[00:00] In order to fetch documents from Mongo collections, we're going to use the db employees find and find one methods. Find, we've seen before, it returns multiple documents. Find one is going to return a single document. Now, if we don't provide the query, so the criteria that would specify which exact documents should be returned, then Mongo is just going to either get the first one or get all documents that exist in this collection. So if we want to make it more specific, then we need to provide the query parameter and the query is going to relate to all the properties that we got here.
[00:42] So let's use the name property. And here, the first one that we've got over here the document has the name property with Alice Smith value so let's just pass Alice Smith now after running the exact value of the property then we can see that yes it has been found and it's been returned. However sometimes we would like to make it let's say more general so let's say everything that starts with Ali or anything that includes Ali or whatever so sometimes we can use the exact value as we have used over here or we can pass a nested object in order to process it somehow. So now we're going to specify a regex but this is not a property over here this is an operation that we're going to pass to the query and for this reason this is just a convention it starts with a dollar so the regex itself is going to be the ali So there is only one result because we have executed find one. Maybe there are more documents that match this query.
[01:55] So if we wanted to run something similar, and let's say that we wanted to grab the documents that have the personal info and then the email has the example.com domain then we would use a slightly similar approach and that would be that there is an example.com. The regex ends with the example.com. But now here, this is not going to be the name. We need to walk into the personalinfo.email. And what we can do is basically to pass a string over here so personal info now I need to make sure that I don't make a typo personal info dot email and that should do the job So since we are asking only for one document then there is only one response.
[02:52] However, if we replace find one with find then that's going to be a whole collection and we can see that there is quite a bunch of these objects. Now let's query not by a simple string value, whether it's position, name, email, or whatever, let's query by an array. So we're going to run db employees find, and let's now provide the skills. So let's relate to the skills property, which is an array. And we don't want to provide a very exact value.

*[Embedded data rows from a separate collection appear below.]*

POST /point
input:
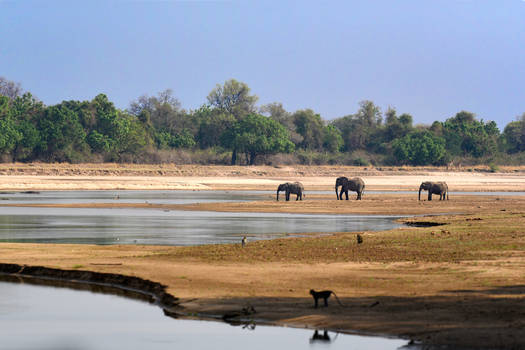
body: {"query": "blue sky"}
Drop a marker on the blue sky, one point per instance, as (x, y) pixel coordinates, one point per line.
(427, 58)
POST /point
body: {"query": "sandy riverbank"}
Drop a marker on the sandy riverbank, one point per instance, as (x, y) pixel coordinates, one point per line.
(461, 283)
(14, 177)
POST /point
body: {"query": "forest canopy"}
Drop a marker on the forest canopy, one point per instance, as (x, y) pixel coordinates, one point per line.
(229, 128)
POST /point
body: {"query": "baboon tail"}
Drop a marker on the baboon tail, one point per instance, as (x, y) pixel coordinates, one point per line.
(336, 298)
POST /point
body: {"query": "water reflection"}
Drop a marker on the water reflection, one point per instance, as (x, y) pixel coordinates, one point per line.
(155, 226)
(36, 317)
(322, 337)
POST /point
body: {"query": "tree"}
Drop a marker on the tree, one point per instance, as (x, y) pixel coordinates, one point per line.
(257, 135)
(396, 127)
(514, 135)
(277, 112)
(164, 110)
(233, 98)
(63, 138)
(9, 88)
(212, 124)
(358, 129)
(9, 135)
(465, 135)
(310, 126)
(332, 139)
(419, 148)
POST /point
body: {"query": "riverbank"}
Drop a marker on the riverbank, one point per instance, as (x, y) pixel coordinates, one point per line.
(41, 176)
(458, 283)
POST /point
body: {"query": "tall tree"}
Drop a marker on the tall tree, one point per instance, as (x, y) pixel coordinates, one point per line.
(467, 136)
(310, 126)
(234, 98)
(9, 88)
(257, 135)
(514, 135)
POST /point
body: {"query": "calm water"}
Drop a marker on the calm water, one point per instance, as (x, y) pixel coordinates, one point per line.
(36, 317)
(157, 226)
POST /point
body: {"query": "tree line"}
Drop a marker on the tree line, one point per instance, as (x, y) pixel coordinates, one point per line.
(230, 124)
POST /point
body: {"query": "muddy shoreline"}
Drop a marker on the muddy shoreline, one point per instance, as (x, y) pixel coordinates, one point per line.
(457, 284)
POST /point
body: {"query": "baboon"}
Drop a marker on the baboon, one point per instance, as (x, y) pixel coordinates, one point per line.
(325, 294)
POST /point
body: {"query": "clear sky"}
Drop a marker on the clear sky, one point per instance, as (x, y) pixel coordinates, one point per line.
(428, 58)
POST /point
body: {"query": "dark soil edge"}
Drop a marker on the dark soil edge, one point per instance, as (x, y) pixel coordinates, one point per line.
(128, 283)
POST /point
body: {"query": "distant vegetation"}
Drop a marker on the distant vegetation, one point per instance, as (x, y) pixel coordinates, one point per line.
(231, 129)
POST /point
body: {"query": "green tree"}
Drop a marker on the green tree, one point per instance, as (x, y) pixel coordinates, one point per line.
(257, 135)
(63, 138)
(332, 139)
(465, 135)
(26, 111)
(359, 129)
(233, 98)
(9, 135)
(277, 112)
(514, 135)
(419, 148)
(310, 126)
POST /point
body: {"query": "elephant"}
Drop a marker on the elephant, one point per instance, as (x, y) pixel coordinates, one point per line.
(356, 184)
(440, 188)
(291, 187)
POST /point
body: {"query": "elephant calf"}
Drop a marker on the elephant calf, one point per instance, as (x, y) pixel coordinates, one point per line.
(356, 184)
(291, 187)
(440, 188)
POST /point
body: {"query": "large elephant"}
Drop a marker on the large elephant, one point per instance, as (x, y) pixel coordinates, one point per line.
(440, 188)
(356, 184)
(291, 187)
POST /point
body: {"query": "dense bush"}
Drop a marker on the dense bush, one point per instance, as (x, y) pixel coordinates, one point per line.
(230, 129)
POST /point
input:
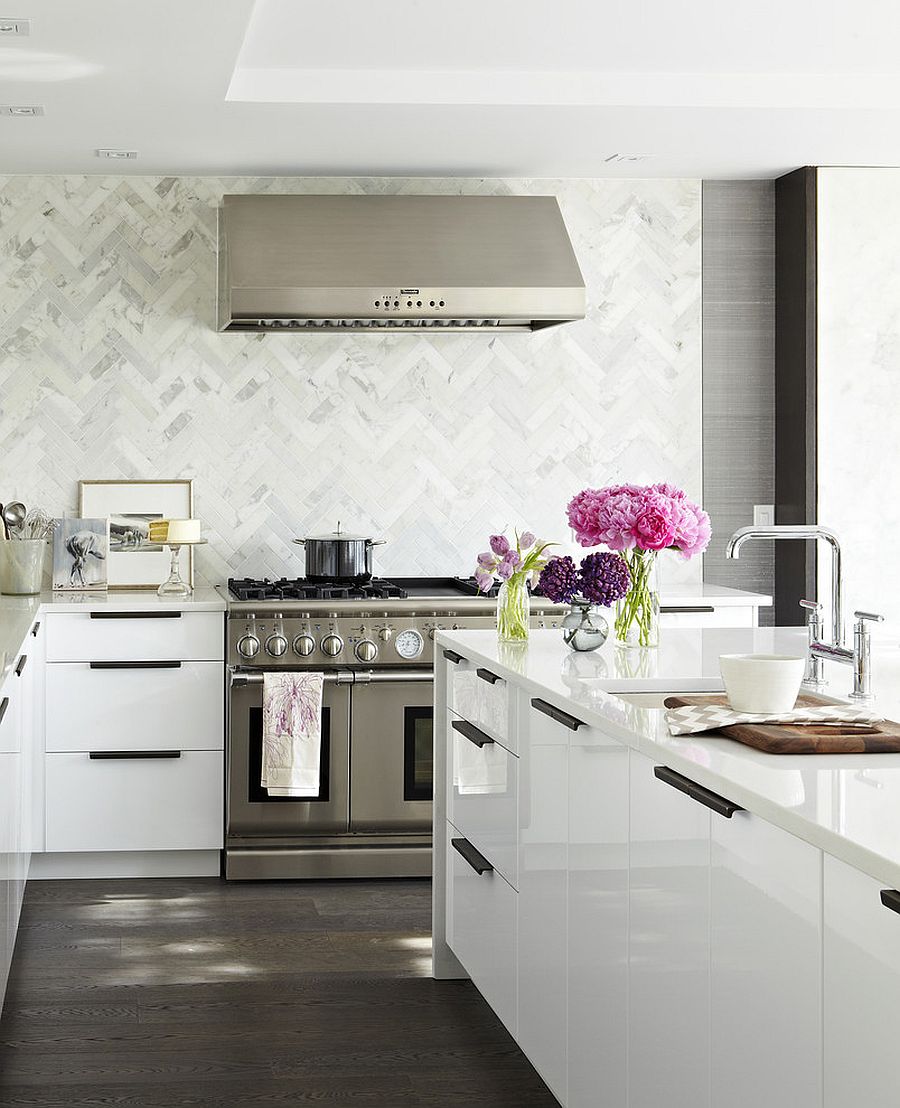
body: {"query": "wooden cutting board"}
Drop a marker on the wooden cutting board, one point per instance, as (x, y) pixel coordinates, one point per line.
(804, 738)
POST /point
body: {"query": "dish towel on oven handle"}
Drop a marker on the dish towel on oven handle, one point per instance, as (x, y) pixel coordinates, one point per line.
(695, 718)
(292, 734)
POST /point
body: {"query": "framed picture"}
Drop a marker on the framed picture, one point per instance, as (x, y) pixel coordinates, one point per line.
(130, 505)
(80, 555)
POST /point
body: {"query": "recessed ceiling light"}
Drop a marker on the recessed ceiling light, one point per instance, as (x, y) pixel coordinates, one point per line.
(21, 110)
(9, 27)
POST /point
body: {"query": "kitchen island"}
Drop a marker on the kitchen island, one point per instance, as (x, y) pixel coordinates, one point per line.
(735, 944)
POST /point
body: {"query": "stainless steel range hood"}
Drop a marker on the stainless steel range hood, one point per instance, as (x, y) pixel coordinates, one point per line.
(395, 264)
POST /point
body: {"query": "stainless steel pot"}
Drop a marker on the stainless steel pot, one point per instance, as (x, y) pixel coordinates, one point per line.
(339, 556)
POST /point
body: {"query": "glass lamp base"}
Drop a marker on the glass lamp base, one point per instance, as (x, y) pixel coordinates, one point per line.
(174, 586)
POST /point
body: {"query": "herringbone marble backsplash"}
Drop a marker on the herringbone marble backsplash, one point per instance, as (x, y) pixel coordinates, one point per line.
(110, 368)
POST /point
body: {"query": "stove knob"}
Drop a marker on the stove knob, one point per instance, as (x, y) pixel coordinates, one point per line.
(248, 646)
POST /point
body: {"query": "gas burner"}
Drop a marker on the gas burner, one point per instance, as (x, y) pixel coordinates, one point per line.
(247, 588)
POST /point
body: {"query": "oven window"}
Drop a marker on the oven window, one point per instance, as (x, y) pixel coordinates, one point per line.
(418, 753)
(256, 793)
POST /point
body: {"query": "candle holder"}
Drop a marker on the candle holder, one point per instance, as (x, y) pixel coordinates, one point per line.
(175, 586)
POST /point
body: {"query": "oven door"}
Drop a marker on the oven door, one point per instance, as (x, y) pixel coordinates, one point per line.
(251, 809)
(391, 752)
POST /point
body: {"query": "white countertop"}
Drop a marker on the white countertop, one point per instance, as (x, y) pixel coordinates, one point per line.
(18, 613)
(846, 804)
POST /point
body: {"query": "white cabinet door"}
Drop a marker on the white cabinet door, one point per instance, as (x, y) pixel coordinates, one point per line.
(597, 920)
(765, 966)
(668, 961)
(861, 989)
(543, 821)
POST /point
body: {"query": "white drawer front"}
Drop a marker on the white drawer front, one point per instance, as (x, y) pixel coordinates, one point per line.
(483, 794)
(105, 636)
(135, 708)
(481, 923)
(146, 803)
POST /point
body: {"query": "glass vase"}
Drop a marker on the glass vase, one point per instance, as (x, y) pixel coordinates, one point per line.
(637, 613)
(513, 611)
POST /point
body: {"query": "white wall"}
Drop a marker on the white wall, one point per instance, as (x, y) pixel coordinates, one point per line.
(859, 385)
(110, 368)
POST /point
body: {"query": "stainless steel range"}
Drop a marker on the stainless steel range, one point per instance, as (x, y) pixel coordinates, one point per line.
(374, 643)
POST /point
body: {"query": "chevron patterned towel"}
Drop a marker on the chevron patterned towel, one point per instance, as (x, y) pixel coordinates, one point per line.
(694, 718)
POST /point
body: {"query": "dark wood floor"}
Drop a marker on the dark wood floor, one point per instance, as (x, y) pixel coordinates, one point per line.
(169, 993)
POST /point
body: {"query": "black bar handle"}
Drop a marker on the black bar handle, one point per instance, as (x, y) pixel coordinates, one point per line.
(471, 732)
(558, 715)
(135, 665)
(486, 675)
(478, 861)
(703, 609)
(135, 615)
(890, 898)
(713, 800)
(120, 755)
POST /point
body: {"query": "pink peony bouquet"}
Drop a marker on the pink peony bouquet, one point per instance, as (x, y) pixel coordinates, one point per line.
(646, 517)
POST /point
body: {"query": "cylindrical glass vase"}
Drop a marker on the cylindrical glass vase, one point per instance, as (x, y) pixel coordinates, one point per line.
(513, 612)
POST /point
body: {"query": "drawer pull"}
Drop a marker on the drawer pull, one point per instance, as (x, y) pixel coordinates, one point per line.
(558, 715)
(134, 665)
(122, 755)
(890, 898)
(478, 861)
(135, 615)
(471, 732)
(713, 800)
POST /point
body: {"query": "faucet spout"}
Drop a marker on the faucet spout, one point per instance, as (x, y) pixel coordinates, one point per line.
(801, 531)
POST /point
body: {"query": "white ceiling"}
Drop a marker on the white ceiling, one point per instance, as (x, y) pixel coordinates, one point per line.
(524, 88)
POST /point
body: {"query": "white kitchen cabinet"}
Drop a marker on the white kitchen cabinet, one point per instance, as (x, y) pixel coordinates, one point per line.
(861, 989)
(766, 953)
(668, 958)
(134, 706)
(481, 924)
(597, 962)
(543, 821)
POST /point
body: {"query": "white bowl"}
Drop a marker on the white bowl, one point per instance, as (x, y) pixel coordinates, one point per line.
(762, 684)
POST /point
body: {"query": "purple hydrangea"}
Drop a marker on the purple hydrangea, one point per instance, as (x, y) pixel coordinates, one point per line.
(560, 580)
(604, 578)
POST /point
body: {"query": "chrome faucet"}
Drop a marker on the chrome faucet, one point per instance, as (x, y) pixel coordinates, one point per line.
(801, 531)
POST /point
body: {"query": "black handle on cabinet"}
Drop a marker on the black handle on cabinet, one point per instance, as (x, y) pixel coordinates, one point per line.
(135, 615)
(121, 755)
(135, 665)
(713, 800)
(486, 675)
(558, 715)
(478, 861)
(890, 898)
(471, 732)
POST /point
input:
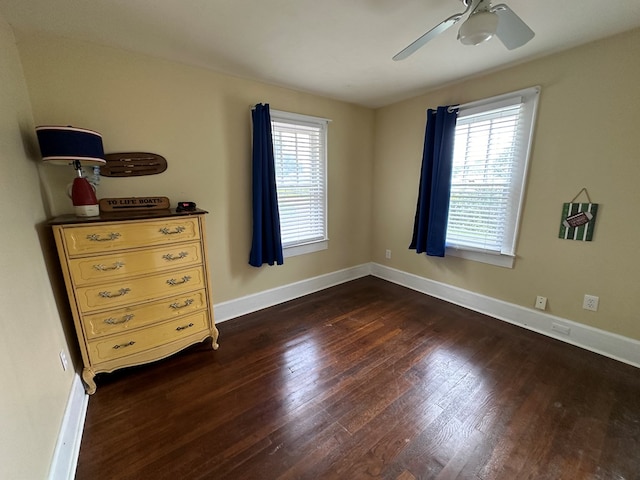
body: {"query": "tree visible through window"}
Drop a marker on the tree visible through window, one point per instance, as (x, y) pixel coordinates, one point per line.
(491, 152)
(299, 145)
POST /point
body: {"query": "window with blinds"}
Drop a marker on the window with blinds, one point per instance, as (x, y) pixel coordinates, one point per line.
(299, 147)
(491, 150)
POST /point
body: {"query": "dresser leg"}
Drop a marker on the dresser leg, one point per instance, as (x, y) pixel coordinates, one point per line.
(214, 338)
(90, 385)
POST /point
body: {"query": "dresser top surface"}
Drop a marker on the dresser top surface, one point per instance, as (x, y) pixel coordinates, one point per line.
(123, 216)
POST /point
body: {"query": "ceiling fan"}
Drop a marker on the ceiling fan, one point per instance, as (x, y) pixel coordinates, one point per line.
(484, 21)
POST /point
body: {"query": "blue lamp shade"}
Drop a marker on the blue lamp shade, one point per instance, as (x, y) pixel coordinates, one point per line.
(65, 145)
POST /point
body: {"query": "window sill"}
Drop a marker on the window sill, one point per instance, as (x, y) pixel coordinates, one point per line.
(497, 259)
(303, 249)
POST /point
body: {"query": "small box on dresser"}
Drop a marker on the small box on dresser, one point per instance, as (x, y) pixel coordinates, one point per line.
(138, 285)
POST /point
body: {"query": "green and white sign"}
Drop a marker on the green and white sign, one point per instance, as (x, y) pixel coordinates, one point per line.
(578, 221)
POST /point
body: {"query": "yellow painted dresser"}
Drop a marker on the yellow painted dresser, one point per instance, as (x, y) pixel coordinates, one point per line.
(138, 285)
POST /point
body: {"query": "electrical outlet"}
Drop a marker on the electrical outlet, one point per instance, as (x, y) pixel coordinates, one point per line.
(591, 303)
(541, 303)
(63, 360)
(556, 327)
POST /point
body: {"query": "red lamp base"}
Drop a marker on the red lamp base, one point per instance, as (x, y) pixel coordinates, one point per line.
(84, 198)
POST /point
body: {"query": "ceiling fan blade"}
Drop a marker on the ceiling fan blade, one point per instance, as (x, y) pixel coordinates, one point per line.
(512, 31)
(431, 34)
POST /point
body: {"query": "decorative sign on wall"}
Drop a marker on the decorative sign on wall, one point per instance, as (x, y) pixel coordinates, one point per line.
(133, 203)
(578, 219)
(133, 164)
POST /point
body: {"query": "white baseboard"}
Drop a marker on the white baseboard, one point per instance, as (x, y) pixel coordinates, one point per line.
(251, 303)
(65, 456)
(609, 344)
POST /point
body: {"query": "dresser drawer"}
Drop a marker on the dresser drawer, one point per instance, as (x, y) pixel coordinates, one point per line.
(110, 267)
(106, 237)
(126, 291)
(129, 318)
(136, 341)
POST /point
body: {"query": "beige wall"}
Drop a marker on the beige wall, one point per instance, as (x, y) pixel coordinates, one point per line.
(35, 389)
(586, 136)
(200, 122)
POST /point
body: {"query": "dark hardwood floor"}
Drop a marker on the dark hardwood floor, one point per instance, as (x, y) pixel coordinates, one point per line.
(367, 380)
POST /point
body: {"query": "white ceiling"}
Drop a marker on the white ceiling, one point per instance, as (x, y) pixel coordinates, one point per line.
(340, 49)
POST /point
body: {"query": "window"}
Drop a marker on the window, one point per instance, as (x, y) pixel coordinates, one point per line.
(299, 148)
(490, 156)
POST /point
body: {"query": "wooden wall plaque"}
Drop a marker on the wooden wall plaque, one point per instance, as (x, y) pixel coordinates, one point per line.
(133, 164)
(133, 203)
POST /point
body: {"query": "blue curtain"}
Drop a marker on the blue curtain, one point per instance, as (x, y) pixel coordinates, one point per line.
(432, 211)
(266, 245)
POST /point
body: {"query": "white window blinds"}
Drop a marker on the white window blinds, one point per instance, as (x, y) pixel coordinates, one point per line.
(491, 150)
(299, 145)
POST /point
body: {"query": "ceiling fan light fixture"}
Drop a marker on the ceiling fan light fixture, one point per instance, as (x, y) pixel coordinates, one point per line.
(478, 28)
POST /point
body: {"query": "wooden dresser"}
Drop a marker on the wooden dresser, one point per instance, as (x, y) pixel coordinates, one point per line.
(138, 285)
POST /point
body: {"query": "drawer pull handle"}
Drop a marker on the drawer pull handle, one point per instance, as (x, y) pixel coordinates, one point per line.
(186, 303)
(113, 321)
(115, 266)
(166, 231)
(121, 292)
(173, 281)
(94, 237)
(169, 256)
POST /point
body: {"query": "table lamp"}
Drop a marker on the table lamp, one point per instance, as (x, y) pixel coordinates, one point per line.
(74, 146)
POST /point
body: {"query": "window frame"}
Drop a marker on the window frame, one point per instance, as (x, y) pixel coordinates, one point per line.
(296, 119)
(528, 99)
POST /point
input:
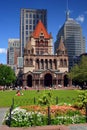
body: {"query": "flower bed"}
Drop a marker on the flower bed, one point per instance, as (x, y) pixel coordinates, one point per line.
(38, 116)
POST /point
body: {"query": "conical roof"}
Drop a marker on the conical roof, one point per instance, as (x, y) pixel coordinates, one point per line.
(61, 45)
(40, 28)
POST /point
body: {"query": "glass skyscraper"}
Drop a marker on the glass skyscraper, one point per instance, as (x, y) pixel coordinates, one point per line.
(28, 20)
(73, 39)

[03:31] Let's say that we want to filter for any document that will include a value over here. So again, this is an operation within the Mongo query language. So this basically means that any document that under the skills property would have anything that we pass over here. So let's say that we care about JavaScript. So any document that does include JavaScript inside the skills, which should be an array implicitly, would be returned.
[04:06] So here we can see that there is one to two documents that have it. So Alice Smith has JavaScript and Grace Hopper also have JavaScript. Now let's relate to the age property and in this case we would like to specify a certain value so let's say 35 so there is one document that matches this criteria Bob Johnson. Now again if we don't want to make this very let's say explicit value but we wanted to make it let's say anything that is different not equal to a value let's say anybody that has different age than 35 so here we would have quite a bunch of these so 38 age 32 age so everything is different than 35 itself but we can also use things like less than less than or equal greater than greater than or equal etc etc So I'm just going to run lt less than and we can see that there is 32, there is 27 and so on and so forth.